The “Grand Plan” on October 27th had 3 prongs.
Bank recapitalization. That has been a failure. The EFSF gave up on that and just said it would loan to member countries so they could recapitalize. Since the EFSF was supposed to lend to governments anyways, how is this different? So fail on any form of standardized pan-European bank recapitalization.
An IIF led PSI agreement in Greece. Ackerman stepped out of the limelight and left the hot potato in Dallara’s hands. It seemed obvious to anyone at a bank that the IIF had absolutely zero ability to commit banks to anything. That has turned out to be true as well, and last report is that Greece is now negotiating directly with private holders. Fail on the 50% haircut.
The EFSF was going to leverage and get outside money. In spite of a lot of frequent flier miles and some fancy summits, no real outside money has materialized, and leveraging the EFSF has been a fiasco.
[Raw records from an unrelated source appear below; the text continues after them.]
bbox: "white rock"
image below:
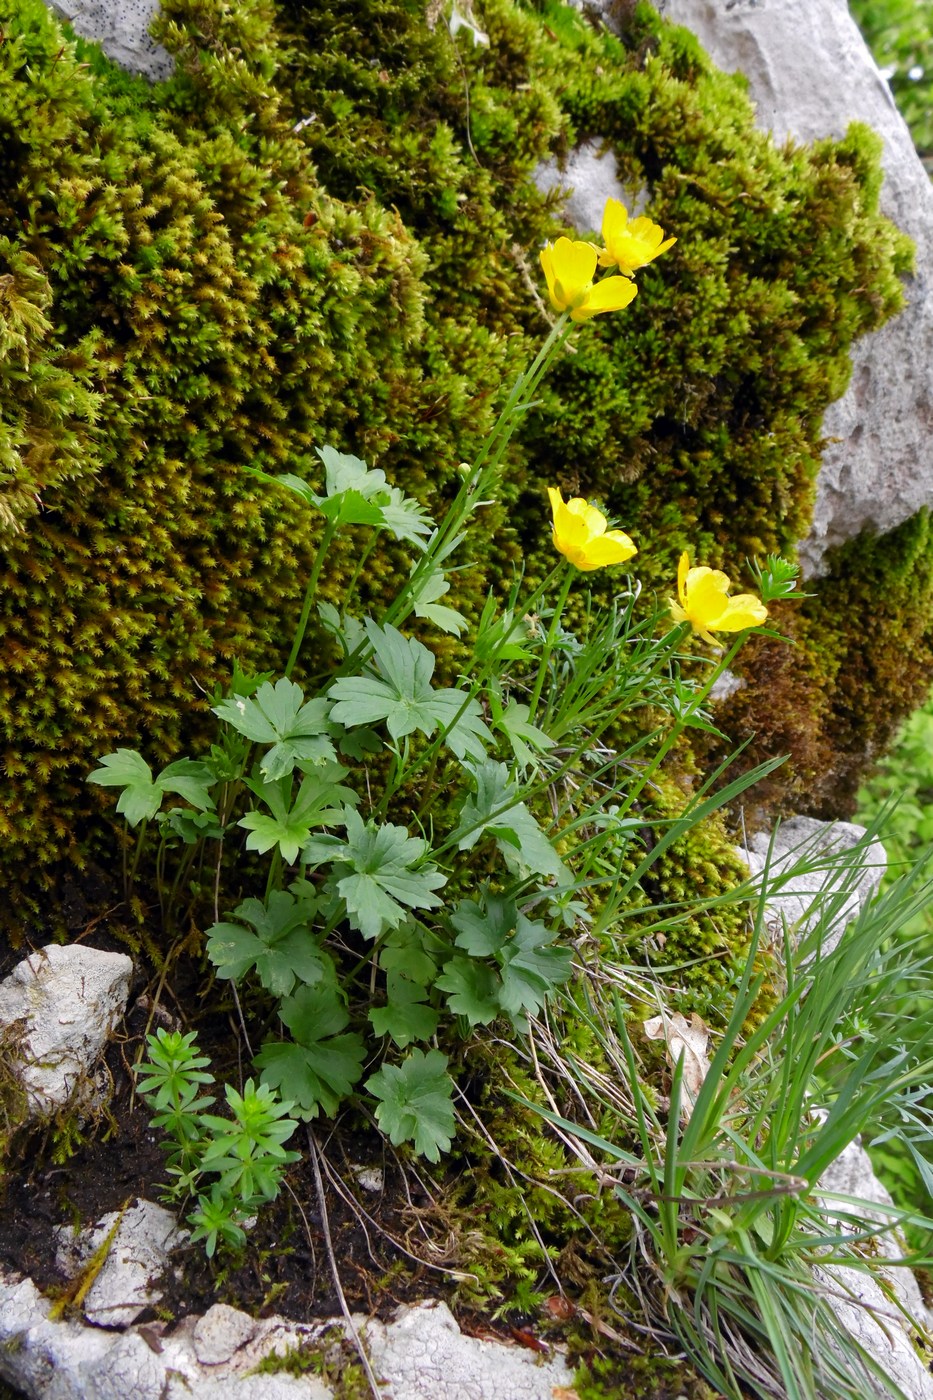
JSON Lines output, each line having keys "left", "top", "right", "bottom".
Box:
{"left": 362, "top": 1299, "right": 575, "bottom": 1399}
{"left": 351, "top": 1164, "right": 384, "bottom": 1193}
{"left": 192, "top": 1303, "right": 259, "bottom": 1366}
{"left": 650, "top": 0, "right": 933, "bottom": 575}
{"left": 46, "top": 0, "right": 173, "bottom": 81}
{"left": 533, "top": 139, "right": 634, "bottom": 235}
{"left": 820, "top": 1139, "right": 933, "bottom": 1331}
{"left": 743, "top": 815, "right": 886, "bottom": 956}
{"left": 0, "top": 1267, "right": 335, "bottom": 1399}
{"left": 816, "top": 1258, "right": 933, "bottom": 1400}
{"left": 54, "top": 1199, "right": 186, "bottom": 1329}
{"left": 0, "top": 945, "right": 132, "bottom": 1120}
The meeting today that was supposed to confirm it, has turned into a who can downplay it faster quote fest. This has to be a failure, and seriously who allowed such sloppy documents to be prepared and sent out, time and time again?
So they have failed on each of their major initiatives, but now the market is comfortable that they will get ECB to “print” and that some form of “policy changes” will be fast tracked. Giving them the benefit of the doubt that they will accomplish things “this time” seems one thing. Actually believing the plans will work out is another. Virtually all the analysis ends with print and treaties and we will be fine. I doubt that we get those yet, and I remain dubious that they will work and won’t unleash new and bigger problems. In baseball, three strikes and you’re out, but in this world of central bankers and politicians, three strikes seems be at least acceptable, if not actually good.